More than two fifths of councillors who answered the Cosla survey reported having a second job and working an average of 24.8 additional hours per week.

So, yes, the £18,604 is pro rata but that means absolutely nothing if you're routinely putting in a near-40 hour week for the money. What it does mean is that councillors are working for less than the Real Living Wage of £9.90 an hour, which, no matter how you feel about elected officials, isn't good enough.

In November last year the issue of councillor pay was a main point of debate at the SNP conference. It was a "great source of personal sadness," Falkirk councillor Laura Murtagh told delegates, that it was a rare day when she and colleagues didn't consider standing down due to anti-social hours, overwhelming workloads and problems with trying to earn top-up wages.

In the survey Scotland's Councillors 2017 to 2022, the average councillor responding to diversity questions was a married white male in his 50s, well educated and a homeowner.

Diversity in local representation is vital in order to ensure that cities and towns function for everyone in them. We need more women, more LGBT+ people, more from ethnic minority backgrounds, and more young people in local politics.

This example is in England, but chimes with views I've heard from young people with an eye on politics here too: "Being a councillor for eight years is like a blot on your CV, rather than an asset," Josh Mason, Lib Dem then-councillor for Redcar and Cleveland, told the Guardian newspaper. He said he looked at his peers and saw how far they had gone in their careers and thought, "where else might life have taken [me] if you didn’t have this ball and chain tethered to you of the local authority?"

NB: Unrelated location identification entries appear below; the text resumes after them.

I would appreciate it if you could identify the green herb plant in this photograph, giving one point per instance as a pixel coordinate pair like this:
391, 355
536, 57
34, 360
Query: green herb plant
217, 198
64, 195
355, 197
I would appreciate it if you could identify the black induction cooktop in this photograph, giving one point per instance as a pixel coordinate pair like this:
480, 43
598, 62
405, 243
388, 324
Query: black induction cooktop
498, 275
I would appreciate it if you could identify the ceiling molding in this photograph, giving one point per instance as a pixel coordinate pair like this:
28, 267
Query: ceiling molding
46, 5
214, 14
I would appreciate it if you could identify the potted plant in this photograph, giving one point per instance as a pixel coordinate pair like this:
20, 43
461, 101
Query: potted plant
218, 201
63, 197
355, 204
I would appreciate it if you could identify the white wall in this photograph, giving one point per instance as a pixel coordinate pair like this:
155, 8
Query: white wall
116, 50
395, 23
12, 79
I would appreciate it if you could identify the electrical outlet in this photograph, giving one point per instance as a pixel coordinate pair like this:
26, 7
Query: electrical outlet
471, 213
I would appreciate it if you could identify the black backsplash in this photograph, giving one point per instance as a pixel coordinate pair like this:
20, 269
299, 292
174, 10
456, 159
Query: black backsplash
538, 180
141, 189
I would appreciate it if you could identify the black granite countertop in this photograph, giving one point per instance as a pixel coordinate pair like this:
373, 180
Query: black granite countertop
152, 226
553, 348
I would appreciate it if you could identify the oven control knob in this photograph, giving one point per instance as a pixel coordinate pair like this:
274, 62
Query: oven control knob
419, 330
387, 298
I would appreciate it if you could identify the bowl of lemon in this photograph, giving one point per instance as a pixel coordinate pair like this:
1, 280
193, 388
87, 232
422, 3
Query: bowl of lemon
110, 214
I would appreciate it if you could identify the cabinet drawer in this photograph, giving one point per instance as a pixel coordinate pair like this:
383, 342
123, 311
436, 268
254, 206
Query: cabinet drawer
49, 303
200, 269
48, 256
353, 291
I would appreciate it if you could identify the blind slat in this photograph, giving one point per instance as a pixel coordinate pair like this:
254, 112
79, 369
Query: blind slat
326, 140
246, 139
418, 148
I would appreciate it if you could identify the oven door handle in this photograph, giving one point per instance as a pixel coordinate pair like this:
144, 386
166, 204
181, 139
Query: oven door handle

If you are young and building a career and starting a family, you need a decent wage to do it and you can't possibly work 63 hours a week to make ends meet. It's no wonder Cosla says women report turning away from local politics too: as women still shoulder the bulk of childcare and caring responsibilities, a job bringing in less than the Living Wage is simply not feasible.

You can wax lyrical all you like about the joys of helping your local community but treating the work of councillors as a heart-of-gold vocation severely limits, as with much volunteer work, those who are able to do it to a very narrow demographic.

One way of addressing the balance is to compress the hours of local councillors but that would be nigh-on impossible to do given the demands of constituents. Another option is to make the role full time but it's a gamble to ask people to leave full time employment for what might be one term.

The only sensible option is a pay rise suitable to the job at hand. For work that keeps you permanently on call and has the potential to affect lives city-wide, The Real Living Wage seems a small ask.